I mean, here in California, shit back in Boston too, I know numerous dudes who overstayed their visa, married a US citizen, and they're all set to stay. Fuck, I know a Canadian-Bulgarian with no income, who got married, divorced, went rogue, got married again and now has a green card.
[close]


what do you mean by that exactly?
[close]

In spain, for instance, 500k Euro investment or real estate purchase makes one and their family eligible for visa/residency. Portugal, 350k Euro investment, eligible for citizenship in 5 years. Ireland 1million.

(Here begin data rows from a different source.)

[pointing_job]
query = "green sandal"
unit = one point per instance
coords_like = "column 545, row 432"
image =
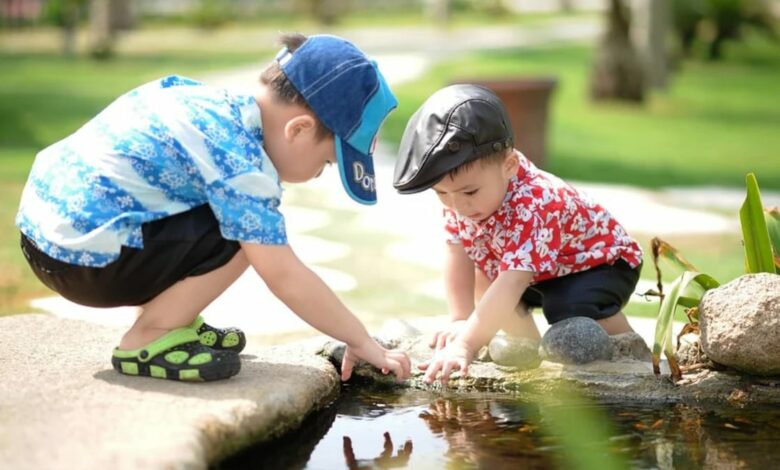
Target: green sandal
column 177, row 355
column 228, row 339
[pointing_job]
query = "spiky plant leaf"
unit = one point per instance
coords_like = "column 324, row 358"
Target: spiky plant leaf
column 758, row 250
column 686, row 291
column 772, row 216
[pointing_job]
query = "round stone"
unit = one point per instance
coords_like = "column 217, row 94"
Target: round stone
column 576, row 340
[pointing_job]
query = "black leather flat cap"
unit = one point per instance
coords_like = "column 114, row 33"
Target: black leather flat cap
column 455, row 125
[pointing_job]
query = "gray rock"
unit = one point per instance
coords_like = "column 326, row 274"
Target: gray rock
column 630, row 346
column 521, row 353
column 576, row 340
column 740, row 324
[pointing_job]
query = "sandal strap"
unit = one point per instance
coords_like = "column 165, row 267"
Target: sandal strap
column 198, row 322
column 169, row 340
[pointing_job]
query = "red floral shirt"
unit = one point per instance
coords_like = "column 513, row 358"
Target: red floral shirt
column 544, row 226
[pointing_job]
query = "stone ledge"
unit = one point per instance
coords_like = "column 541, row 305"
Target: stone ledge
column 62, row 405
column 624, row 380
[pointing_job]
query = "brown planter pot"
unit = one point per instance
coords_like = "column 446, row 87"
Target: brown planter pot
column 527, row 101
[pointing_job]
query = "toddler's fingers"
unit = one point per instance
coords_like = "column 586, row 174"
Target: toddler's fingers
column 434, row 339
column 464, row 368
column 346, row 366
column 449, row 367
column 442, row 341
column 433, row 369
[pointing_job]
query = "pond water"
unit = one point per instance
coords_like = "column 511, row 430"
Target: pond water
column 366, row 428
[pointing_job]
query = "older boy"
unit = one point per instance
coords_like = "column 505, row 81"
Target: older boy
column 534, row 240
column 172, row 191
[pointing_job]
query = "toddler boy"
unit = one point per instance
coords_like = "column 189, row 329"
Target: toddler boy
column 518, row 237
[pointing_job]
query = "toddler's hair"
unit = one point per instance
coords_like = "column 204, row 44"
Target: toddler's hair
column 276, row 80
column 485, row 160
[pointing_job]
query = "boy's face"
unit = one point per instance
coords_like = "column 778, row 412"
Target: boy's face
column 300, row 155
column 478, row 191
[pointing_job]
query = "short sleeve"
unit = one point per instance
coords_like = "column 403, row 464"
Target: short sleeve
column 247, row 216
column 451, row 226
column 242, row 186
column 532, row 238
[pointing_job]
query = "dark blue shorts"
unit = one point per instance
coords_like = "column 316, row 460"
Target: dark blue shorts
column 597, row 293
column 176, row 247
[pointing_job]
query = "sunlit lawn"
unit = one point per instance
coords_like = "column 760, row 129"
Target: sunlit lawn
column 715, row 123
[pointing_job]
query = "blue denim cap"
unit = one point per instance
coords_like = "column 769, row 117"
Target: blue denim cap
column 350, row 97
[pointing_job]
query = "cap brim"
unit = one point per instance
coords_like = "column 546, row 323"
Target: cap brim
column 357, row 173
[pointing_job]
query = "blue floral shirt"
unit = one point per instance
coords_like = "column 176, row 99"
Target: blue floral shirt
column 164, row 148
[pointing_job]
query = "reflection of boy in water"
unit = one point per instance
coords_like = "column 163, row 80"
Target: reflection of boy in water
column 385, row 459
column 476, row 432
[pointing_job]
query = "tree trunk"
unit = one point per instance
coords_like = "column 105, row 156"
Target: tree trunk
column 618, row 72
column 439, row 10
column 651, row 25
column 69, row 28
column 101, row 44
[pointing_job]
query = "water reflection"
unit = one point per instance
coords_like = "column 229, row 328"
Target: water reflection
column 412, row 429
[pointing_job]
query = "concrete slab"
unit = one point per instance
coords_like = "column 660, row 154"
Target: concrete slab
column 63, row 406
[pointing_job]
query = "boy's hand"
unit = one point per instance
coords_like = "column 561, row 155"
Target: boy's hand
column 381, row 358
column 443, row 337
column 456, row 356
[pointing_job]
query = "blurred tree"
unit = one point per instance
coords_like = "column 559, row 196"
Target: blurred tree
column 326, row 12
column 718, row 21
column 210, row 14
column 66, row 14
column 439, row 10
column 101, row 34
column 567, row 6
column 106, row 17
column 618, row 72
column 650, row 29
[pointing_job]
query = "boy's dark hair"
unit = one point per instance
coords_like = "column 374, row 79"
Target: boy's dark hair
column 485, row 160
column 277, row 81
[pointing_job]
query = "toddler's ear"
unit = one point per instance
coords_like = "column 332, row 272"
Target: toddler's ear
column 299, row 125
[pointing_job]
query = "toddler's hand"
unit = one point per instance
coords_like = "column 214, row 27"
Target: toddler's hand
column 381, row 358
column 456, row 356
column 441, row 338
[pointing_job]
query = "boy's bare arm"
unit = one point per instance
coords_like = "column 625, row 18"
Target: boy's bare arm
column 459, row 282
column 496, row 306
column 311, row 299
column 459, row 286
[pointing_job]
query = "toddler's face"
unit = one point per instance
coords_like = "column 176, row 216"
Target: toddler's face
column 477, row 191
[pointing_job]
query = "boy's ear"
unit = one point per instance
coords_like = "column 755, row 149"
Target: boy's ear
column 299, row 125
column 511, row 164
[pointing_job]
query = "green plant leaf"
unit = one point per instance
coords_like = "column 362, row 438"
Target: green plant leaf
column 772, row 216
column 685, row 291
column 758, row 251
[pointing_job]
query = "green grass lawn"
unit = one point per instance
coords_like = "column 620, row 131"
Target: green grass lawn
column 715, row 123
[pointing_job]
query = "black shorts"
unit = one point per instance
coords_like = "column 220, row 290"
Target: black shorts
column 176, row 247
column 597, row 293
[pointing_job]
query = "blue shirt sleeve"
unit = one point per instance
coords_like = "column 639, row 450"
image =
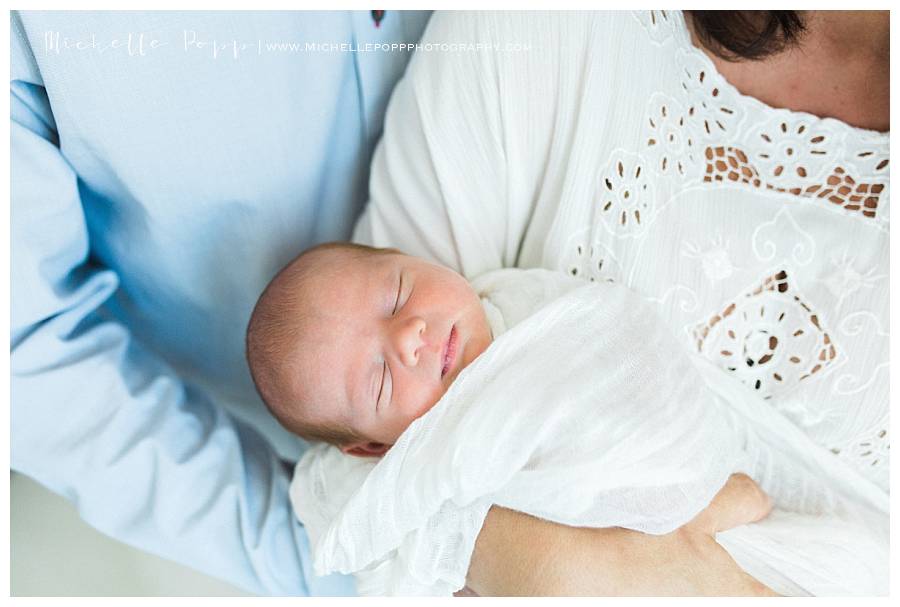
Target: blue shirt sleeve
column 98, row 418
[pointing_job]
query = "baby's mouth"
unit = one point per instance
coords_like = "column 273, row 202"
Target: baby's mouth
column 450, row 351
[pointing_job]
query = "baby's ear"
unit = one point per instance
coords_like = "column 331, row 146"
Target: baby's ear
column 365, row 449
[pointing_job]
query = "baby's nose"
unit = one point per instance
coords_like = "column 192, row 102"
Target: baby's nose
column 409, row 340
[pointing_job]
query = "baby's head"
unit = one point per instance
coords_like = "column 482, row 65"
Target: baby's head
column 349, row 344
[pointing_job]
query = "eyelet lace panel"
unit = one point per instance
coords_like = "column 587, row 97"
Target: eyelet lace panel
column 769, row 337
column 625, row 201
column 713, row 134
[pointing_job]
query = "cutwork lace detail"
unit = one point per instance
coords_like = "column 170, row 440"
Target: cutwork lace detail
column 714, row 135
column 626, row 201
column 731, row 165
column 658, row 24
column 770, row 338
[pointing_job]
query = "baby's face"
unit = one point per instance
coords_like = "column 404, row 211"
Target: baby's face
column 389, row 335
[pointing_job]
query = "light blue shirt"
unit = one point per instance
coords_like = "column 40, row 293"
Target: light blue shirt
column 164, row 166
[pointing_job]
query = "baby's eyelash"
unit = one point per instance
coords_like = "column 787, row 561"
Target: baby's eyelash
column 381, row 386
column 399, row 290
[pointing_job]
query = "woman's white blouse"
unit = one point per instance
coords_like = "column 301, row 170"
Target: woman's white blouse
column 606, row 146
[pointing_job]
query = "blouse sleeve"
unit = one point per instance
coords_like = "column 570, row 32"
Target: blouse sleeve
column 452, row 178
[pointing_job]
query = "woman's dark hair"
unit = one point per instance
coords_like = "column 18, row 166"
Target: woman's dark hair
column 739, row 35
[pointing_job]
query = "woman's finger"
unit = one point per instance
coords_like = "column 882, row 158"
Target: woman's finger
column 739, row 502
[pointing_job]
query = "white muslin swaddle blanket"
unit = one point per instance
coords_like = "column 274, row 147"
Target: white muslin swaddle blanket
column 586, row 411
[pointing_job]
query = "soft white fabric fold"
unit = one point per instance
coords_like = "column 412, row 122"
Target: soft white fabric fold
column 587, row 412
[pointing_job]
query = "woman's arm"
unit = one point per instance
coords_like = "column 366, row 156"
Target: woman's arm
column 517, row 554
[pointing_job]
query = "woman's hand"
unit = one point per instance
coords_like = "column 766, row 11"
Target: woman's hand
column 517, row 554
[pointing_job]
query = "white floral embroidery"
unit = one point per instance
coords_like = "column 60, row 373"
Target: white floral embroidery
column 793, row 153
column 715, row 260
column 783, row 228
column 669, row 140
column 845, row 279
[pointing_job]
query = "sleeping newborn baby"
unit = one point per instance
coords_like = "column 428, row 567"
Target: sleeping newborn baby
column 349, row 344
column 535, row 391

Not that I can even dream of affording that sort of thing, but I know a woman from Colombia who has numerous visas due to her family owning a multinational shipping corporation and dropping bank all over the globe. I think she's got US, British, Colombia, and maybe one more.
[close]

that's crazy, I had no idea....I thought you guys meant proving you have X amount of money in your accounts, not actually investing in the local economy. Now I get it, I guess it makes sense from an economic point of view. You can't turn away investors.
Also to the guy who said there are english-speaking jobs: yes there are, but from what I've seen it's pretty much limited to teaching english, bartending in Irish pubs, things like that. I really doubt you can get any job with responsabilities whithout speaking the local language.

Having money in your bank account doesn't really do anything for you visa/citizenship/residency wise because that money isn't really doing anything for X country. If you invest in property, a business, etc... then it kind of makes sense that they'd give you residency because you'll probably need to be there for an extended period of time.

But there is a catch for most countries that give you residency just for purchasing property - you're still not allowed to work there. Those schemes tend to be aged at retirees. They don't want you taking jobs from the country's citizens, they just want you putting money into their economy.

For marriage, your spouse will still have to meet certain requirements to get your resident permit approved but it's generally a shoe in - let's assume we're talking about a legitimate marriage here.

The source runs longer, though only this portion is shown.